This article is 7 years old

Opinion

Should Senior Days be Allowed

In my freshman year of Berkeley High School (BHS), back in 2013, my spirit week was exciting, eye-opening, and a little scary. I remember the colorful get-ups and of course the approximate quarter of students who were dressed up in something entirely different than the rest of the school. We soon learned these were seniors who were given their own dress-up themes. Truthfully, I didn’t really care back then; it made sense that it was “their time,” this year was for them to celebrate their hard work in high school. Now, reflecting as a senior, I understand the sentiment, although my reasoning is more nuanced.

With seniors having their own themes on certain days of spirit week, it gives students something to look forward to for their senior year. I know I’ve worked pretty hard the last three years in school, and I think many of my senior peers hold the same sentiment. We’re gearing up for our next stages in life, whether it be college, a gap year, or other. Is there really no precedent for a celebration of our seniors, the students that are the most experienced, have interacted with the school the most, and are nearing the end of their childhood? I think there is. Yes, there are senior nights for sports teams, but not all seniors play sports. There is the senior spell out as well, but that is a smaller event which isn’t during school hours.

Senior days offer a time where seniors can bask in the success of their past three years of high school. Opponents of senior-only themed days also point to prom as enough of a celebration for seniors, but for many, prom simply isn’t accessible from an economic standpoint. Spirit Week is one of the very few times where all seniors have the choice to participate, without many consequences whether they do or don’t.

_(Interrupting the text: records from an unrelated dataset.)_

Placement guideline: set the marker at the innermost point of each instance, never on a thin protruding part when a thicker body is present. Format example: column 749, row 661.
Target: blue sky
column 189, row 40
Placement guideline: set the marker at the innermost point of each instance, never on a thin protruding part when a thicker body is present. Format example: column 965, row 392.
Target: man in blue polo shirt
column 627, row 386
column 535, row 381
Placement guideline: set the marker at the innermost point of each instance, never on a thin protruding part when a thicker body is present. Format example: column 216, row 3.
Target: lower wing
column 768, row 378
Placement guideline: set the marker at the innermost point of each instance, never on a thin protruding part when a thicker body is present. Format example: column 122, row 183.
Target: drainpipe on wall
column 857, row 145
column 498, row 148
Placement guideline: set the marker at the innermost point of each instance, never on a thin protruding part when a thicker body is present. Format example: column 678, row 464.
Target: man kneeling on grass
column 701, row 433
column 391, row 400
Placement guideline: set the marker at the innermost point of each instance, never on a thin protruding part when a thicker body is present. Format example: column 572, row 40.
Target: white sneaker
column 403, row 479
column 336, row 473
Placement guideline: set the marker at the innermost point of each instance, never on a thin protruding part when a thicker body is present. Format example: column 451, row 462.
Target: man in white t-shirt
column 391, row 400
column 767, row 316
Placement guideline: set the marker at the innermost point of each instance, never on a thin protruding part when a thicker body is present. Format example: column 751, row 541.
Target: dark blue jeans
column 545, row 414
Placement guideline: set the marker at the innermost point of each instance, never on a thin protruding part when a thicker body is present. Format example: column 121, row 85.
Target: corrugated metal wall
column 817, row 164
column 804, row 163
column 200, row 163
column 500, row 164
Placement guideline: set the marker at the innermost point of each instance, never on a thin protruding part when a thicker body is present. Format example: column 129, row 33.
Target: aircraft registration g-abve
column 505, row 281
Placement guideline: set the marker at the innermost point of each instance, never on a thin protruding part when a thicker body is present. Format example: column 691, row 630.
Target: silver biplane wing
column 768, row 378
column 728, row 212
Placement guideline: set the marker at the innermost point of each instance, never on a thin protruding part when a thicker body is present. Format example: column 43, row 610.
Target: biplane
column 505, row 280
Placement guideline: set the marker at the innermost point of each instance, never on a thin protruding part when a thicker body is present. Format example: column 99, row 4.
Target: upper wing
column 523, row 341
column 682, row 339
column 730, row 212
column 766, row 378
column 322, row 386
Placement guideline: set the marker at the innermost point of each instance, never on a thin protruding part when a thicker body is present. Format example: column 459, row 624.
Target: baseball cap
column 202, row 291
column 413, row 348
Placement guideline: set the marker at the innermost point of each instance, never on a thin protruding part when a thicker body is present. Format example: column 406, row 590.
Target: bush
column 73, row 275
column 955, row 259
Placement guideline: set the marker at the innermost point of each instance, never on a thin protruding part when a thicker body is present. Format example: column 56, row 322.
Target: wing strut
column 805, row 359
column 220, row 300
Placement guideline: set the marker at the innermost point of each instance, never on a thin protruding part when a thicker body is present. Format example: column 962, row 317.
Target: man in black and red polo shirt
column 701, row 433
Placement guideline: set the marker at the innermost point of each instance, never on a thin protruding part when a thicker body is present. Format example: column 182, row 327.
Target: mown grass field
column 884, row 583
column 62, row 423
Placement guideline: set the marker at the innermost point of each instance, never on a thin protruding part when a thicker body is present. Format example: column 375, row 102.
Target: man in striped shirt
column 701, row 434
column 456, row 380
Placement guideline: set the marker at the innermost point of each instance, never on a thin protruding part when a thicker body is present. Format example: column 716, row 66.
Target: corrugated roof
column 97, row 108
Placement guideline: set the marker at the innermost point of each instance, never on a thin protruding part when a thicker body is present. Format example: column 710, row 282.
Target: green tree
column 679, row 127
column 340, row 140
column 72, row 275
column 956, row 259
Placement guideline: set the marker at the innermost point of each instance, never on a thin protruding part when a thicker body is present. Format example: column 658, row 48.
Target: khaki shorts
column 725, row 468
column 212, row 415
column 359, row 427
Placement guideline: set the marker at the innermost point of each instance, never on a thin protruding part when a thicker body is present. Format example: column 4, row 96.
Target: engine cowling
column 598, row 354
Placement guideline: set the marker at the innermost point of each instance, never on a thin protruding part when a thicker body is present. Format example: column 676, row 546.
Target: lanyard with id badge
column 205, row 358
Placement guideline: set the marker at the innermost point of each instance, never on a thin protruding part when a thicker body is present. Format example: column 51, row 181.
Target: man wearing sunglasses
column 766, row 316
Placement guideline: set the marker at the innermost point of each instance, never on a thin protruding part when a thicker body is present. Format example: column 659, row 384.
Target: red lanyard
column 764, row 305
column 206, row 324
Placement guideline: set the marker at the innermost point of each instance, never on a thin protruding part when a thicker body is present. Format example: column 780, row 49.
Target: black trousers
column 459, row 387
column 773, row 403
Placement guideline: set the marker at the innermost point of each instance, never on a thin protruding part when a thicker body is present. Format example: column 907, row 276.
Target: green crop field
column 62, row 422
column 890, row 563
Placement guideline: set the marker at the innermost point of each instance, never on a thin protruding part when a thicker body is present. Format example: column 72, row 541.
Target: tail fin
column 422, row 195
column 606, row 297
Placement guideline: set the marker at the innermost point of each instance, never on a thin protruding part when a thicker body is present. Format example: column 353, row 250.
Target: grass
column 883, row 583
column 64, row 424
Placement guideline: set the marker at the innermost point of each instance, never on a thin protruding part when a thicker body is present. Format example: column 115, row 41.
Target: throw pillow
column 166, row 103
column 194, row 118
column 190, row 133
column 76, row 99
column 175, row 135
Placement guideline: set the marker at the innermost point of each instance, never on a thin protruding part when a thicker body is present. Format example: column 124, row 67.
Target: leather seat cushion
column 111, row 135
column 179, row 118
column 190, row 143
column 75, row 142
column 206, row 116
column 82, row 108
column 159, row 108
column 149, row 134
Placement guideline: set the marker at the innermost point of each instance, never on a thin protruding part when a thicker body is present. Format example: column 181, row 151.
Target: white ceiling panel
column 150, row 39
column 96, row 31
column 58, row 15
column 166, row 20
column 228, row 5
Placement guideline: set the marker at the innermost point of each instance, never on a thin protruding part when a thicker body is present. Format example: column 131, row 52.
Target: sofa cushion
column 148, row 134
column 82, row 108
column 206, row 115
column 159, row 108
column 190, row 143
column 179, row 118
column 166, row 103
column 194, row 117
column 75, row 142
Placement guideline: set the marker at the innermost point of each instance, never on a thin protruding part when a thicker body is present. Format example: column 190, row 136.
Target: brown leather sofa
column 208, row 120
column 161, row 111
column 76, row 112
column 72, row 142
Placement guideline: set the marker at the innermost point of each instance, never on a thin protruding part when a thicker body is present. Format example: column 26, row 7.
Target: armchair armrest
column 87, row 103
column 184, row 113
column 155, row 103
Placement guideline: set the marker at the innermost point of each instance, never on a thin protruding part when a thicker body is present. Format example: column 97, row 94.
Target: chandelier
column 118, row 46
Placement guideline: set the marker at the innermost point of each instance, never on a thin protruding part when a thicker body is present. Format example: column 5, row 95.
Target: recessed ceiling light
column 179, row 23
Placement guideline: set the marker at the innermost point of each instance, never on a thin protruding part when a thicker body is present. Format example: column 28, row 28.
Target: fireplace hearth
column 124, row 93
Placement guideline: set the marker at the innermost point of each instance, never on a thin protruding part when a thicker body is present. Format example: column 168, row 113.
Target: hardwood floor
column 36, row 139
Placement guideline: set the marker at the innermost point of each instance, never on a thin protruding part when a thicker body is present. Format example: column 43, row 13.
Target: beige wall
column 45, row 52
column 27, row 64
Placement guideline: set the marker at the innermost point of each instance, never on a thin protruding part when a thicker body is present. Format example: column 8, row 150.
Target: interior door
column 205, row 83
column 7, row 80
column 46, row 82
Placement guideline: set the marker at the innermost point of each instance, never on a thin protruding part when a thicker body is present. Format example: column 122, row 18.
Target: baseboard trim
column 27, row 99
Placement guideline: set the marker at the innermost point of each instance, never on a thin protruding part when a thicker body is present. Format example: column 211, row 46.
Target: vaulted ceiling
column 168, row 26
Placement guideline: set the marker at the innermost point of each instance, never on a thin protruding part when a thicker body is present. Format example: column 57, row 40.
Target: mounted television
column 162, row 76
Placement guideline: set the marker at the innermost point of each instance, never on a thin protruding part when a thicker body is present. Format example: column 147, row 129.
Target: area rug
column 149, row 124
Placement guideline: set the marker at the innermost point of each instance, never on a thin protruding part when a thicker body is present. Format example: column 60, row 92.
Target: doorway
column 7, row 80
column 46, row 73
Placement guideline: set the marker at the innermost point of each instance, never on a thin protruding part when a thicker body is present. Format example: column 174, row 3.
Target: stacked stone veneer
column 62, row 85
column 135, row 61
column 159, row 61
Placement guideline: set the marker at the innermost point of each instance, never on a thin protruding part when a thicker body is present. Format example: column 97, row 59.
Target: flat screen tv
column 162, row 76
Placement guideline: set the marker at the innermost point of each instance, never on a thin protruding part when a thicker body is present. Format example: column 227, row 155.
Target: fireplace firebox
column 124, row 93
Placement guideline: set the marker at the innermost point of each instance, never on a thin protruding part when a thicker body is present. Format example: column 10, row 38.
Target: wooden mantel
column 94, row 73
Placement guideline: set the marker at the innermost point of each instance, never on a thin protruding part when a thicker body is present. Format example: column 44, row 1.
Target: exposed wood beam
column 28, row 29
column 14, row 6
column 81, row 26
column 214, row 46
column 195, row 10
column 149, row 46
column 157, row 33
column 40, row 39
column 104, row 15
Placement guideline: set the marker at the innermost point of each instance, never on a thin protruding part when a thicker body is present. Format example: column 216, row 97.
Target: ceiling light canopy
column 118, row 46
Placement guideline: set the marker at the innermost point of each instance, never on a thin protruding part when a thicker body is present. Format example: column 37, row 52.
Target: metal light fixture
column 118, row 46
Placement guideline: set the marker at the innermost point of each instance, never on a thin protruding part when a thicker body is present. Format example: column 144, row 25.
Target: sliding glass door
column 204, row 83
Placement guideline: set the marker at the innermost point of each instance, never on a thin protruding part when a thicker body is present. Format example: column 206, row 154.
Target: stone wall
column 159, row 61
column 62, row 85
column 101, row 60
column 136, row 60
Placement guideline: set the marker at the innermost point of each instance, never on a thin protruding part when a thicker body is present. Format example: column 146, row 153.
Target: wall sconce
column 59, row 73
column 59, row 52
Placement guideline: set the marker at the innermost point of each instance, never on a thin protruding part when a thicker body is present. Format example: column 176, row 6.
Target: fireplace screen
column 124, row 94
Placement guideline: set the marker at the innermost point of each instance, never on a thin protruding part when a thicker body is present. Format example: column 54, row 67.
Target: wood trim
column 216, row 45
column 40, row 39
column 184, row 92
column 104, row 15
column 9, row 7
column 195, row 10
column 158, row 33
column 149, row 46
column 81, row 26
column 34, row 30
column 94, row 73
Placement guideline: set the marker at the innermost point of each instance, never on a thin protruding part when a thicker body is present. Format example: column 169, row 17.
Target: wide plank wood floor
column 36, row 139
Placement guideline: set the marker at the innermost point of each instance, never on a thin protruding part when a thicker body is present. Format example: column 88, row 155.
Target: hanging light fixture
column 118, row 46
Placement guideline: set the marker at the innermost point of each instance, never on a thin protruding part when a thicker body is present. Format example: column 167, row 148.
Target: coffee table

One main argument against senior only days is that it promotes class divisiveness, or worse, the dreaded class warfare. It’s understandable; many feel that seniors can — whether they are trying to or not — antagonize other students by acting superior in their senior-only costumes. But Berkeley High students are not inherently mean; there is very little clear cut class conflict that goes beyond spirit week.

Principal Sam Pasarow believes the school can find a balance between celebrating the seniors and keeping the relationship between classes healthy and positive.

“I do want to work very hard to end class warfare … and I want to create the conditions where we as a school celebrate our senior class every year,” Principal Pasarow said. “My first thought is that [senior only dress-up days] are divisive … twelfth graders are getting a lot of attention and they are interested in having more, and that is potentially at the cost of the unity of this school.”

I, however, think most students, seniors included, are not interested in class divisiveness during the build up to Red and Gold day. Seniors simply feel that they should be given the privilege of having their own dress-up days after having maneuvered and succeeded at BHS academically, athletically, artistically, or other in the past three years. Ms. Dorf, a math teacher, agrees that it’s a nice, small way to celebrate seniors, and she says that “I don’t see a problem with it unless seniors use it as an excuse to bully.”

Administration’s staunch opposition to senior only days in the past has caused much more harm than good. For one, it immediately assumes that there would be class warfare, and that the senior class can’t handle the responsibility of being celebrated, which doesn’t make seniors want to behave any better. Furthermore, it results in the senior class simply making their own days, because let’s be honest: every senior class is going to feel like they “deserve” senior only theme days, and it’s going to happen whether the administration likes it or not. Take last year for an example: the senior class technically wasn’t allowed to make their own dress up days, but they did it anyway, coordinating it through polls and discussions on their senior Facebook page.

This year it looked like the same story again: on the senior Facebook page, there were arguments made by the student leadership heads trying to sell the idea that we would be in fact dressing up with the school. Almost everyone on the senior page send something along the same lines: : “screw the Administration. If they’re not going to give it to us, we’re going to do it anyway”.

I think that Pasarow’s stance should quell some of these sentiments. He clearly wants to support the seniors in a year which he described as “embarking onto adulthood”; however, we as seniors also have a role to play in leaving our school better than we found it.